MLA for Calgary McCall
- In office April 20, 1995 – March 3, 2008
- Preceded by: Harry Sohal
- Succeeded by: Darshan Kang

Personal details
- Born: March 1, 1954 (age 72) Moshi, Tanzania
- Party: Progressive Conservative Association of Alberta

= Shiraz Shariff =

Canadian politician

Shiraz Shariff (born March 1, 1954) is a politician from Alberta, Canada. He is a former Member of the Legislative Assembly of Alberta, representing the riding of Calgary-McCall from 1995 to 2008 as a Progressive Conservative. He was born in Tanzania.

==Political career==
Shariff was elected to his first term in the Legislative Assembly of Alberta in a closely contested by-election in Calgary-McCall on April 20, 1995, defeating Liberal Jeet Shergill and future New Democratic Party president Anne McGrath by just a few hundred votes.

He won his second term in office a couple years later in the 1997 Alberta general election. Shariff won a more comfortable plurality defeating two other candidates. He won his third term in office with a moderate increase in plurality during the 2001 Alberta general election. Shariff was nearly defeated in the 2004 Alberta general election by Liberal Darshan Kang, the election was one of the closest in the Calgary region.

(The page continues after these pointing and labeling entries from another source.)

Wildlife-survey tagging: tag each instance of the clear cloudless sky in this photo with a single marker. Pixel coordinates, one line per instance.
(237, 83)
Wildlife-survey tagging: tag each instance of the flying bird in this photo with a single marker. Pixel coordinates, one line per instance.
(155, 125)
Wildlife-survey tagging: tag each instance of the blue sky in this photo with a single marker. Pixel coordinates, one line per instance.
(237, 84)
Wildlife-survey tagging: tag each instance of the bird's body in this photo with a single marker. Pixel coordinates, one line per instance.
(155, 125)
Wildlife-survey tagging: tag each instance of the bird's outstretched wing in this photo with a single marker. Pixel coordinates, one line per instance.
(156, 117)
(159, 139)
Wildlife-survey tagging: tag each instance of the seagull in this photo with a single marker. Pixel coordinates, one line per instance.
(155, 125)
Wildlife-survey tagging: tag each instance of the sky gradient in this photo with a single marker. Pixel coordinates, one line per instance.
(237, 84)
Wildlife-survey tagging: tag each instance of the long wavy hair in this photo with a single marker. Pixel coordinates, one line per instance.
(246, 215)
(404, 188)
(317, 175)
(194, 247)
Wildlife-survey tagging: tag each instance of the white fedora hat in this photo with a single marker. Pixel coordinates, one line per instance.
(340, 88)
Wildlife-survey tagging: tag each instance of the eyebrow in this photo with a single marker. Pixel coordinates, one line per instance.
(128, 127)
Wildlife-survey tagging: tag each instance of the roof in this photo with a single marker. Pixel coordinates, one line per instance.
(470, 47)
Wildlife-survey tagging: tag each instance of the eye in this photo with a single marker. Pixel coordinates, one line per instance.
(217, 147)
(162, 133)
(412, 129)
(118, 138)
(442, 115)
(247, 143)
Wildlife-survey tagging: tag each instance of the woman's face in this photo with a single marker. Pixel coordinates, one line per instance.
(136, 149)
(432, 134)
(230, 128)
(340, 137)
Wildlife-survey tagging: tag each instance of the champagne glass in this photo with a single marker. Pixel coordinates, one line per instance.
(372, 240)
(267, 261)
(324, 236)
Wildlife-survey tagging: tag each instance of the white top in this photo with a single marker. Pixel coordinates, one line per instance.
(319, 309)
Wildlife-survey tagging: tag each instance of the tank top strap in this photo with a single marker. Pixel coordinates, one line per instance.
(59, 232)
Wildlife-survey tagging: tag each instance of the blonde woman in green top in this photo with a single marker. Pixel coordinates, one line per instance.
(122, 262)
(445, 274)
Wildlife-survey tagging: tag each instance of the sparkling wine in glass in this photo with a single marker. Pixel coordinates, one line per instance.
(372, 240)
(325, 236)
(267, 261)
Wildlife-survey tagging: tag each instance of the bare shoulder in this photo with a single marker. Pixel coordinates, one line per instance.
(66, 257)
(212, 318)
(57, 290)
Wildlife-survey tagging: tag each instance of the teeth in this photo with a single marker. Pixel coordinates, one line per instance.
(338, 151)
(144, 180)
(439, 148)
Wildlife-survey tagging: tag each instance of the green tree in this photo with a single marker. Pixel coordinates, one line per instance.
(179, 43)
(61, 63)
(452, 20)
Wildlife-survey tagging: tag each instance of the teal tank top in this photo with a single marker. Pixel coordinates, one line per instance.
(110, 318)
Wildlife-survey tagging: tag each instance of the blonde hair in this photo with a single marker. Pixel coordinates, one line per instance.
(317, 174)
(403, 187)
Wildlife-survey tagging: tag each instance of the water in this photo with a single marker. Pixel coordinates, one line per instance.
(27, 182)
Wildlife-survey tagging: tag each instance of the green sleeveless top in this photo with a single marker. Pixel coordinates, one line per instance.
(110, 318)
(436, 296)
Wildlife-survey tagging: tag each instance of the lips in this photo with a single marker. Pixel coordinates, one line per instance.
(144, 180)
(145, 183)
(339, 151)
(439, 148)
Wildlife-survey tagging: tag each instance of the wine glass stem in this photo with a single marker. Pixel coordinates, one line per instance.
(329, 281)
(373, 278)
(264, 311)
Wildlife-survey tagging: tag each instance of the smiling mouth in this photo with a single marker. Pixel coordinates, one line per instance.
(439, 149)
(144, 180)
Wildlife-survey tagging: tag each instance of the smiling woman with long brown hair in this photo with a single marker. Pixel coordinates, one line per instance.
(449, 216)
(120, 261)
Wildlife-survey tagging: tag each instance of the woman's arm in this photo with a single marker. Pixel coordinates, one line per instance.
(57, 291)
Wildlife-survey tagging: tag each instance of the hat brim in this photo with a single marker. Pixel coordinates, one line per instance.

In his final bid for the Calgary-McCall seat, Shariff was defeated in the 2008 Alberta general election. The election was a virtual rematch of 2004 with almost all candidates being the same. Kang defeated Shariff by 98 votes after returns in the advanced polls showed he had won overwhelming victories. Kang's numbers increased upon the official recount to 118 votes. Shariff and the Progressive Conservatives have challenged the vote in court claiming that the results of the advanced polling and special ballots was tainted.

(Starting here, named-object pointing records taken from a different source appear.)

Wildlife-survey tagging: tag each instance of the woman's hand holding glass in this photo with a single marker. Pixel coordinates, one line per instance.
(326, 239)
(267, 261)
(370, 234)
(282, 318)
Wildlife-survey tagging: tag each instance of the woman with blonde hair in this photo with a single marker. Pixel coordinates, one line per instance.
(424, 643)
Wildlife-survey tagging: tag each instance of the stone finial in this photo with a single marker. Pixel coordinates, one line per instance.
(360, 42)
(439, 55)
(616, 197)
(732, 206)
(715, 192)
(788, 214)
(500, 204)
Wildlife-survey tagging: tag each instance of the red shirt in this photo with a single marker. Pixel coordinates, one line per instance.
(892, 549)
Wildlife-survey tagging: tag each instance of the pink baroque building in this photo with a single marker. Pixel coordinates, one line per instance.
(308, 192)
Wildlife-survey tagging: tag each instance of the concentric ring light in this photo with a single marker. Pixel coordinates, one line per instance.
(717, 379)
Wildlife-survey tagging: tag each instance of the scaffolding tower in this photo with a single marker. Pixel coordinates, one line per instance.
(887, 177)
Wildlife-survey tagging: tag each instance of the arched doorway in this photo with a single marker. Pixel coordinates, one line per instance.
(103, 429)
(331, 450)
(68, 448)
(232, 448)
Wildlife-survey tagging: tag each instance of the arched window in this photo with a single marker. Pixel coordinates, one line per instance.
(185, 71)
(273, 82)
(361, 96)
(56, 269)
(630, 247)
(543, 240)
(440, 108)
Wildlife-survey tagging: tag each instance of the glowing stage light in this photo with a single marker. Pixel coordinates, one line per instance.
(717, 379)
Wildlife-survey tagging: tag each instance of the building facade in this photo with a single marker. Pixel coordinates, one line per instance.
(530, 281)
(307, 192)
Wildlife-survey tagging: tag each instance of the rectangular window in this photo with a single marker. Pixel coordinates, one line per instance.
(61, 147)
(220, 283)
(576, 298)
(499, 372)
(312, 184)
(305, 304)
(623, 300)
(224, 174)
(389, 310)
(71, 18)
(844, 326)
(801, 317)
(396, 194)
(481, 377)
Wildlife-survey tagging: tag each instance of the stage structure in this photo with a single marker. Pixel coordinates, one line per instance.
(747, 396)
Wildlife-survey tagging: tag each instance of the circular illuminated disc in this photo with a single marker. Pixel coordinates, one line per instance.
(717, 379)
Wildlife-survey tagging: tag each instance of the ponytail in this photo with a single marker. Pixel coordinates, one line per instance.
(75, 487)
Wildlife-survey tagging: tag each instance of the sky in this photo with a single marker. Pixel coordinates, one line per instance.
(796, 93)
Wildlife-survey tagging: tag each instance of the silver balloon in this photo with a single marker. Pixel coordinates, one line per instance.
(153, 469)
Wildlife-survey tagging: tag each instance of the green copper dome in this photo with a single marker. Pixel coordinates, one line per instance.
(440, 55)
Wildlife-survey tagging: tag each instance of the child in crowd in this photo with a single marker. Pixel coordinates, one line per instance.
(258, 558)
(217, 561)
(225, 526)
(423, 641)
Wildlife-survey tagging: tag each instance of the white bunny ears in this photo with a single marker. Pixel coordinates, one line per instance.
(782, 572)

On January 21, 2012, Shariff secured the Progressive Conservative Party nomination for MLA in the riding Calgary-West, in what some observers described as a "shocking" victory over his leading rival candidate, Ken Hughes, the former Alberta Health Services Chairman who had resigned from his position to seek the nomination. Controversy would ensue as the nomination results were overturned by the party due to complaints and uncited irregularities. A second nomination meeting was held, and Hughes emerged victorious. Following this nomination, Hughes won the Calgary-West seat during the April 23, 2012 election.